Se nos muestra un mundo futuro y fantástico que es en realidad un mundo presente y muy real, en el que se persiguen no las drogas, sino las ideas, y en el que el discurso de los políticos está constituido por eslóganes publicitarios. Todo contribuye a edulcorar –más con sacarina que con azúcar– y enmascarar la realidad (las frases huecas, los estupefacientes, el cine, los maquillajes como manchas de pintura, la propia publicidad, por supuesto), como si la vida no fuera más que un gigantesco anuncio, pero lo hace con tal eficacia que esa suplantación se convierte en la realidad misma. Y no es casualidad que los nombres de las estaciones del BART, el entonces ultramoderno metro de San Francisco, se cambien, para que tengan un significado nuevo. Creo que Pedro (si es que Pedro es el auténtico autor de El hidroavión de K.) es el culpable de que siempre me haga un lío con el verdadero nombre de las maletas Samsonite.
En esta subversión, en este mundo ambiguo y lleno de contradicciones, encontraremos jóvenes de edad avanzada y botellas boquiabiertas de agua mineral Terrier que beben lluvia.

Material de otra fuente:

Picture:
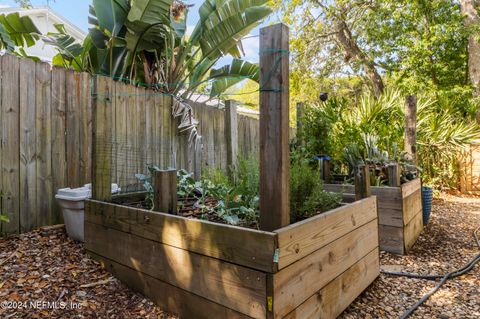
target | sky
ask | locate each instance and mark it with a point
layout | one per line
(76, 11)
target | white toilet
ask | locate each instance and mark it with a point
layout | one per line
(72, 202)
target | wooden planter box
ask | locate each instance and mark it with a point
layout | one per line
(399, 213)
(198, 269)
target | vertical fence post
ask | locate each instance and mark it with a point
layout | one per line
(326, 171)
(231, 135)
(393, 171)
(274, 127)
(300, 107)
(362, 182)
(411, 127)
(165, 186)
(102, 140)
(197, 165)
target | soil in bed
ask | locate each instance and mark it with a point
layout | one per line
(188, 208)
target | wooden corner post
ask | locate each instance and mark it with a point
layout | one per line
(300, 107)
(165, 186)
(393, 171)
(231, 135)
(102, 139)
(362, 182)
(411, 127)
(274, 128)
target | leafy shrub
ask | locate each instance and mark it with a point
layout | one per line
(307, 196)
(445, 125)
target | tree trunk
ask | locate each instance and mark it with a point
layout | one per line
(472, 19)
(353, 51)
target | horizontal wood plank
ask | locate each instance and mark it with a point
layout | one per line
(293, 285)
(301, 239)
(238, 288)
(412, 205)
(331, 300)
(224, 242)
(169, 298)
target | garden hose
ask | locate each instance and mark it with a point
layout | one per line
(459, 272)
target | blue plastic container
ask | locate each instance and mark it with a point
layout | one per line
(427, 196)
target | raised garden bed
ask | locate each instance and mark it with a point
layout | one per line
(199, 269)
(399, 213)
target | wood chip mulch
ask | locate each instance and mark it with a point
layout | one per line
(43, 269)
(45, 266)
(446, 244)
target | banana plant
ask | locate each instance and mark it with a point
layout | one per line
(17, 32)
(145, 41)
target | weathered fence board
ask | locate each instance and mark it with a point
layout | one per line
(46, 138)
(470, 169)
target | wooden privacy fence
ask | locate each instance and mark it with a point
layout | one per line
(46, 138)
(470, 169)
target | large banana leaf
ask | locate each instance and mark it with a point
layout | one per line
(65, 44)
(148, 25)
(215, 13)
(150, 11)
(232, 74)
(5, 40)
(110, 15)
(22, 30)
(225, 35)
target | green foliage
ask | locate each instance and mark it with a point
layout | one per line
(145, 42)
(237, 199)
(17, 31)
(444, 127)
(307, 196)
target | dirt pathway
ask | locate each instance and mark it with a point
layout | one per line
(446, 244)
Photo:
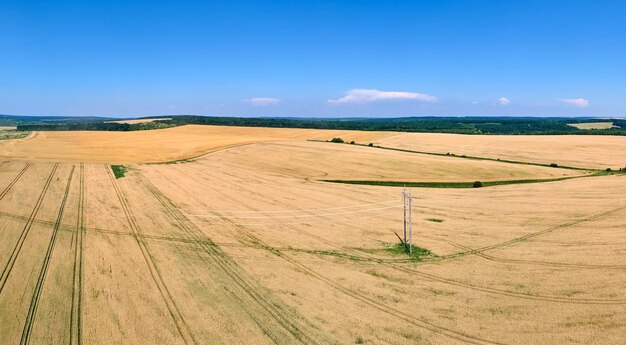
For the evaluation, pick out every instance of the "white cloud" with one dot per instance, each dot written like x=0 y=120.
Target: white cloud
x=371 y=95
x=577 y=102
x=504 y=101
x=263 y=101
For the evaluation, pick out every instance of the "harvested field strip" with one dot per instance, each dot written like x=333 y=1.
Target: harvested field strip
x=450 y=184
x=471 y=157
x=535 y=234
x=419 y=322
x=177 y=317
x=452 y=282
x=32 y=310
x=540 y=263
x=78 y=269
x=12 y=183
x=298 y=332
x=18 y=246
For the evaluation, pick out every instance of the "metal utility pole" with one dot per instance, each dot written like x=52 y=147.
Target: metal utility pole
x=410 y=223
x=404 y=218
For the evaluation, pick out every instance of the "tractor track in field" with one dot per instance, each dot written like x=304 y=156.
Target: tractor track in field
x=14 y=181
x=174 y=311
x=34 y=302
x=227 y=266
x=78 y=268
x=541 y=263
x=419 y=322
x=535 y=234
x=473 y=287
x=433 y=277
x=20 y=242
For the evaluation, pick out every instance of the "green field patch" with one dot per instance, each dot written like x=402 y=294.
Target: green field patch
x=119 y=170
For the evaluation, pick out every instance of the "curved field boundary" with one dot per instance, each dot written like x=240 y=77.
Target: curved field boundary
x=227 y=266
x=34 y=302
x=78 y=269
x=418 y=322
x=451 y=184
x=179 y=321
x=465 y=156
x=20 y=242
x=473 y=287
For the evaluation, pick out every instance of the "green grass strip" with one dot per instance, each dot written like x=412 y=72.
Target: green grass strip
x=118 y=170
x=449 y=184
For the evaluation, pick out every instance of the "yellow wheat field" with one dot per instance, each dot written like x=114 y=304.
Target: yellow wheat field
x=245 y=244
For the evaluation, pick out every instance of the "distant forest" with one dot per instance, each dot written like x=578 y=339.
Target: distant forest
x=459 y=125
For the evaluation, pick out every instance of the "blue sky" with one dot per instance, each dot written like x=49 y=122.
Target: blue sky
x=313 y=58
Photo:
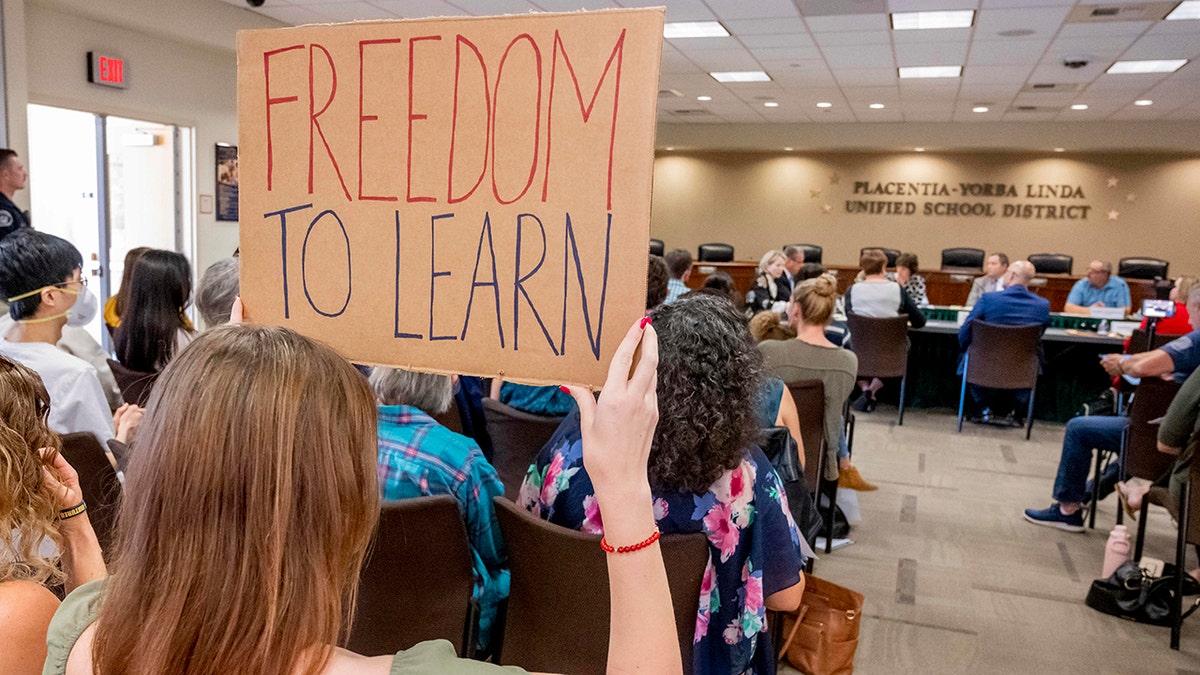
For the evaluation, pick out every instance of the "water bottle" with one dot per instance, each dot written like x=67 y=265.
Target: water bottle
x=1116 y=550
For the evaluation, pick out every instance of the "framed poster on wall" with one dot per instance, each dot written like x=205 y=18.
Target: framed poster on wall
x=227 y=181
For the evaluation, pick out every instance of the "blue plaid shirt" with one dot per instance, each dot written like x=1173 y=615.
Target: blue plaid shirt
x=418 y=458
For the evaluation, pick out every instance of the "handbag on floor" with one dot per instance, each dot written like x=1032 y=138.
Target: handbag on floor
x=822 y=635
x=1133 y=595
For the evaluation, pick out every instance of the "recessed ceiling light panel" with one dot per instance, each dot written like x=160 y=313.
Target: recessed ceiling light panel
x=741 y=76
x=678 y=30
x=1141 y=67
x=913 y=72
x=1187 y=10
x=919 y=21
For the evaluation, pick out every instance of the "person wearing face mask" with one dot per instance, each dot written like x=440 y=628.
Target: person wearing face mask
x=41 y=279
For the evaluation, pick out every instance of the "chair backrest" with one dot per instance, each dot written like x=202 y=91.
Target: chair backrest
x=809 y=396
x=558 y=610
x=1138 y=340
x=1141 y=458
x=963 y=258
x=135 y=384
x=811 y=251
x=881 y=345
x=1003 y=357
x=97 y=479
x=1051 y=263
x=1143 y=268
x=714 y=254
x=892 y=254
x=418 y=580
x=516 y=440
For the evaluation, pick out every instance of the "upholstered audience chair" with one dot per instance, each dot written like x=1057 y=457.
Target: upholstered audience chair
x=418 y=580
x=882 y=348
x=1002 y=357
x=963 y=258
x=1051 y=263
x=135 y=384
x=557 y=619
x=97 y=479
x=516 y=440
x=1143 y=268
x=714 y=254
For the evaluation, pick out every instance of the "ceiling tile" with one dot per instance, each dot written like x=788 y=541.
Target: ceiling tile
x=774 y=41
x=862 y=57
x=352 y=11
x=931 y=54
x=677 y=10
x=765 y=27
x=867 y=77
x=495 y=7
x=995 y=75
x=1099 y=29
x=849 y=23
x=755 y=10
x=1042 y=21
x=786 y=53
x=419 y=9
x=853 y=39
x=1164 y=47
x=1006 y=53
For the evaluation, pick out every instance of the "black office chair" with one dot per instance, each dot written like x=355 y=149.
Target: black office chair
x=892 y=254
x=714 y=254
x=1051 y=263
x=811 y=251
x=963 y=258
x=1143 y=268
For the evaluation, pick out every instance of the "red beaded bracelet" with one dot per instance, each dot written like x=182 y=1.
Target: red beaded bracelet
x=609 y=549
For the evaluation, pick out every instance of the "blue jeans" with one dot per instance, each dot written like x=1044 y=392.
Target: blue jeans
x=1085 y=434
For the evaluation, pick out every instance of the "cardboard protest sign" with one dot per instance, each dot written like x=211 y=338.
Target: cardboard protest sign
x=467 y=195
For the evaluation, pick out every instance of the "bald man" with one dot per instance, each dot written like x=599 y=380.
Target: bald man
x=1015 y=305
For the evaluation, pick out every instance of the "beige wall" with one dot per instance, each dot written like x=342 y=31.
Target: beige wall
x=762 y=201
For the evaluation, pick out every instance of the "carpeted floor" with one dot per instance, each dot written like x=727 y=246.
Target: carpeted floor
x=958 y=581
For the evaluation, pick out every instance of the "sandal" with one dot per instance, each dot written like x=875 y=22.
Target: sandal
x=1125 y=502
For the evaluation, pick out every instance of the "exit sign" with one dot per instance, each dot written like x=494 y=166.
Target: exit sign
x=108 y=71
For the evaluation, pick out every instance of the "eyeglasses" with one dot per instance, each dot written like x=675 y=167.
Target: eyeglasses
x=82 y=281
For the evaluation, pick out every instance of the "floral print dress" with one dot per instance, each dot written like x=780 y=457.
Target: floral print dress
x=754 y=543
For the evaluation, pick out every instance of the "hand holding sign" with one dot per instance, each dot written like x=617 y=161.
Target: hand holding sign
x=451 y=195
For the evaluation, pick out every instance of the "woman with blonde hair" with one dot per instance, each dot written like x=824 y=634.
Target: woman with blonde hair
x=811 y=356
x=253 y=494
x=39 y=499
x=772 y=286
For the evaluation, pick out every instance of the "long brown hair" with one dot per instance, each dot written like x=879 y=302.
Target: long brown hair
x=27 y=508
x=249 y=505
x=123 y=293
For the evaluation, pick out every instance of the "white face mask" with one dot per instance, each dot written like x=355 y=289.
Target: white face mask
x=81 y=314
x=84 y=310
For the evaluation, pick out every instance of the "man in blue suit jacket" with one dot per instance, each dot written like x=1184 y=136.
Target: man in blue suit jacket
x=1015 y=305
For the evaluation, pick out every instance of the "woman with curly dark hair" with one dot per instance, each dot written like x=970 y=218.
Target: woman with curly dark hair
x=707 y=475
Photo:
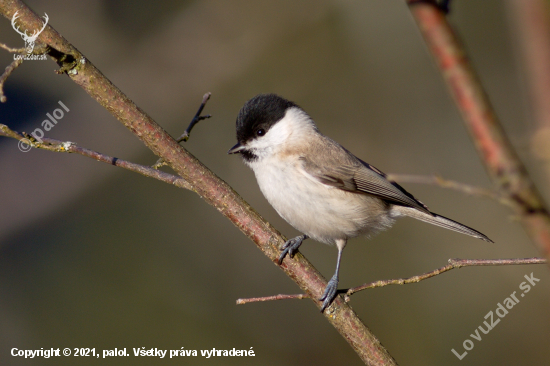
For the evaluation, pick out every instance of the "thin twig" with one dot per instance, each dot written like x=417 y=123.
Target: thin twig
x=9 y=69
x=185 y=136
x=196 y=119
x=453 y=263
x=71 y=147
x=271 y=298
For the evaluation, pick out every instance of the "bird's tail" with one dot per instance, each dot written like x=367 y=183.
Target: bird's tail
x=438 y=220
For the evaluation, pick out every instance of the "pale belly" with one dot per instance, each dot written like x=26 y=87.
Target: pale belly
x=322 y=212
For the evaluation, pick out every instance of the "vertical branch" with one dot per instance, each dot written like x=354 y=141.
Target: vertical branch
x=501 y=161
x=531 y=19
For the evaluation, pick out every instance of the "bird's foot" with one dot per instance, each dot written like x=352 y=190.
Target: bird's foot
x=330 y=292
x=291 y=247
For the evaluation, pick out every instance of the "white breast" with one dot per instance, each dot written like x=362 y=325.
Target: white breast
x=322 y=212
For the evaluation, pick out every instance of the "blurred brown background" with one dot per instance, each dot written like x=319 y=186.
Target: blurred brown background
x=95 y=256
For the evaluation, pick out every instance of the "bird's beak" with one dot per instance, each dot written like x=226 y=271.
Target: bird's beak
x=236 y=149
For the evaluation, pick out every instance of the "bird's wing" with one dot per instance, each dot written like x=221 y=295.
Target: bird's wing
x=349 y=173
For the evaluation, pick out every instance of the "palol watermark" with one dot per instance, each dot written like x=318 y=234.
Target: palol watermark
x=57 y=114
x=29 y=40
x=501 y=311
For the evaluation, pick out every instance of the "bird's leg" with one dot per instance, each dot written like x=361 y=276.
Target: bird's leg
x=291 y=247
x=332 y=286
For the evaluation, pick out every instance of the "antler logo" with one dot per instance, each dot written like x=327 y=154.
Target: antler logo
x=29 y=40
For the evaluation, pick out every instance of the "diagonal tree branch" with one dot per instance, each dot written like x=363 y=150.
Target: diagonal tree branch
x=71 y=147
x=453 y=263
x=205 y=183
x=501 y=161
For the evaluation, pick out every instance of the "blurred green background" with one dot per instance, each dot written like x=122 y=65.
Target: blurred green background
x=95 y=256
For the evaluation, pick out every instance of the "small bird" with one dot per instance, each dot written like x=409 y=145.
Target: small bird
x=319 y=187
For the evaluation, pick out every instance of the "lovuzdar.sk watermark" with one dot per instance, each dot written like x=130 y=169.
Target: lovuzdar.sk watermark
x=29 y=39
x=493 y=318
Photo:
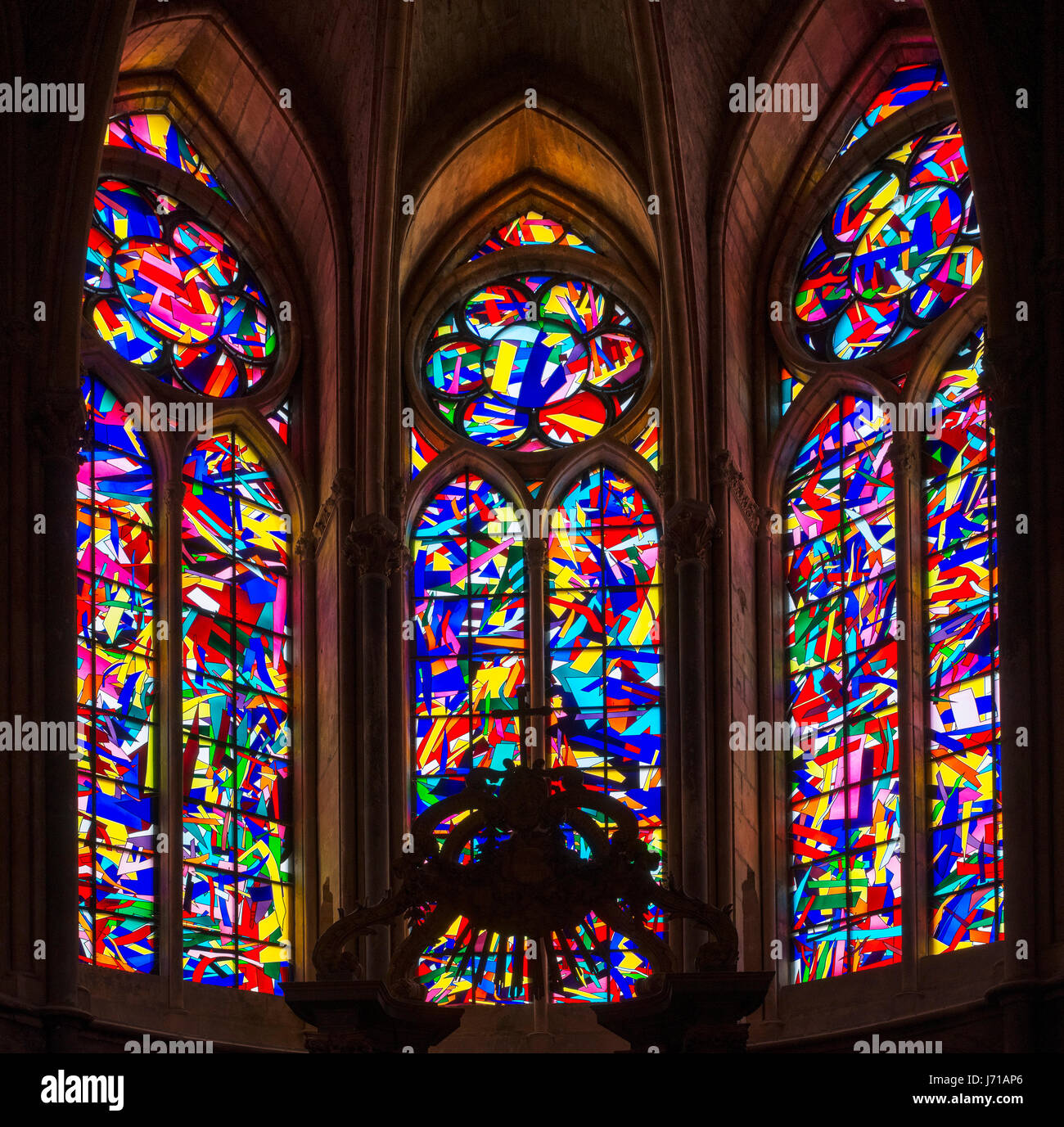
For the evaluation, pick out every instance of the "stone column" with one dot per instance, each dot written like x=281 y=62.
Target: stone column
x=376 y=550
x=689 y=528
x=59 y=427
x=1009 y=370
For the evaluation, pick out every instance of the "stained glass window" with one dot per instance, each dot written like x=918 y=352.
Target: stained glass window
x=280 y=421
x=791 y=382
x=168 y=293
x=899 y=248
x=158 y=137
x=422 y=452
x=842 y=656
x=534 y=363
x=647 y=443
x=470 y=685
x=906 y=84
x=237 y=736
x=469 y=664
x=530 y=230
x=963 y=666
x=117 y=769
x=603 y=601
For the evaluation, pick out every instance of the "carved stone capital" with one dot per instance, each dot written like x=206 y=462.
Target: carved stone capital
x=374 y=547
x=535 y=552
x=724 y=471
x=764 y=524
x=59 y=424
x=343 y=488
x=905 y=452
x=690 y=528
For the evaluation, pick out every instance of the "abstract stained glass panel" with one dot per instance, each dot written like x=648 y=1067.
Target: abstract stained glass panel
x=168 y=293
x=117 y=769
x=158 y=137
x=530 y=230
x=964 y=762
x=603 y=604
x=842 y=656
x=236 y=720
x=469 y=680
x=534 y=362
x=906 y=84
x=899 y=248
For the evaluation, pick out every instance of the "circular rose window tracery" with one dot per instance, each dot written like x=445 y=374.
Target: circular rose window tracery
x=897 y=250
x=534 y=362
x=167 y=293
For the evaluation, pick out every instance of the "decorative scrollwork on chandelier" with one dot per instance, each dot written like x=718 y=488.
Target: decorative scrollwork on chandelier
x=525 y=859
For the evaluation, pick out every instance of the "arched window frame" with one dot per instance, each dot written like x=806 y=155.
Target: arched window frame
x=260 y=242
x=447 y=275
x=921 y=359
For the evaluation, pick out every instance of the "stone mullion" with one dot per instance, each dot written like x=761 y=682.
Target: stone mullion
x=905 y=457
x=1008 y=376
x=59 y=427
x=535 y=643
x=689 y=529
x=376 y=549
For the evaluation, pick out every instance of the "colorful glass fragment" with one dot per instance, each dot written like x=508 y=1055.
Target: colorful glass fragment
x=158 y=137
x=899 y=247
x=538 y=367
x=236 y=727
x=169 y=295
x=906 y=84
x=530 y=230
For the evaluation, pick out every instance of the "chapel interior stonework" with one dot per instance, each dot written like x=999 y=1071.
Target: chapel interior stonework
x=531 y=526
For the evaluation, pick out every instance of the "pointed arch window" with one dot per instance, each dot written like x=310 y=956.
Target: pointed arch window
x=236 y=718
x=537 y=606
x=899 y=250
x=117 y=682
x=842 y=656
x=182 y=320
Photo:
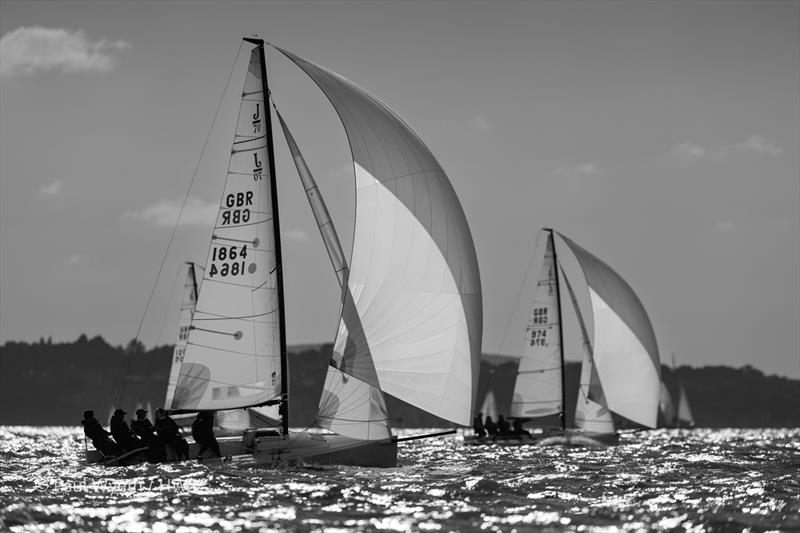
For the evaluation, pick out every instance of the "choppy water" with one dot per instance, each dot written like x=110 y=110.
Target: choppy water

En esa búsqueda de expresividad y originalidad (la poesía de Pedro la encuentra, lo que no quiere decir que no tenga parentescos: releyéndolo me vienen a la cabeza, por ejemplo, Boris Vian y Robbe-Grillet) llueve lluvia. Imagino a Pedro harto de que lluevan aplausos, improperios, golpes o goles, y queriendo restituir al desgastado lenguaje su pureza primigenia.
Ésta es, por otra parte, una historia de amor triste y delicada, con un personaje femenino bellísimo, aunque apenas dibujado (ése es el prodigio: lo desarrolla el lector), y del que yo he estado enamorado; una historia que cobra toda su fuerza y melancolía en los últimos cinco versos, en los que se dice tantísimo sin apenas decir nada, por el simple método ya señalado de restituir al lenguaje su esencia original, un milagro poético que es el digno colofón de este poema limpio, ambiguo, puro y sencillamente genial.
Ya no soy el hermano adolescente que leía –y era leído– con un exagerado respeto, casi reverencial, lo que escribía su hermano mayor. Pero ahora, lejanos ya aquellos días, aprecio aún más la poesía de Pedro, su exactitud y su valentía, sus fogonazos, su estructura pensadísima y su afán de búsqueda. Y no veo mejor sitio para publicarla que esta colección tan exquisita y cuidada, que es en sí misma una prueba de que el libro en papel jamás desaparecerá, porque es insustituible.
Estoy seguro de que también a Pedro le habría encantado ver El hidroavión de K. editado de esta manera.